I also would like to extend my gratitude to FACASIstaffthat assisted me during my data collection namely, Engineer Raymond Nazare, Misheck Chingozha, Dorcas Matangi and Ngonidzashe Gwengwere. I am equally thankful to all the farmers who reserved their time answering the long questionnaire.

My passion in pursuing with studies could not be possible if it was not the Netherlands Fellowship Programme (NFP) scholarship. I extend my gratitude to NFP for awarding me with a fully sponsored scholarship to pursue my academic studies in a foreign country. Special thanks go to my employer, the Ministry of Agriculture for granting me a study leave.
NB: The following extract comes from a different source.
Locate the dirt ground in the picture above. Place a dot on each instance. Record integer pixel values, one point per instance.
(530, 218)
My studies could never be possible without support from my family. Many thanks go to my sister Fungai for taking care of my children Anotida and Makanaka during my absence. Without her, my departure for school was impossible. I would like to further my gratitude to my mother for her moral support, prayers and spiritual uplifting during my studies. I am thankful to my brothers Samuel, Regerai and Kumbirai for their encouragement throughout my studies. My friends also contributed a lot to the success of my thesis. Special thanks go to Betty, Moffat, Shingirai and Anna who never departed whenever I called for help. During my stay I also received spiritual support from the International Catholic Community in Wageningen. Church members and the parish priest Father Henry offered moral and spiritual support. Above all, I thank the Lord almighty for taking me this far.

I dedicate this work to my late father Naison who would have been grateful seeing studying abroad.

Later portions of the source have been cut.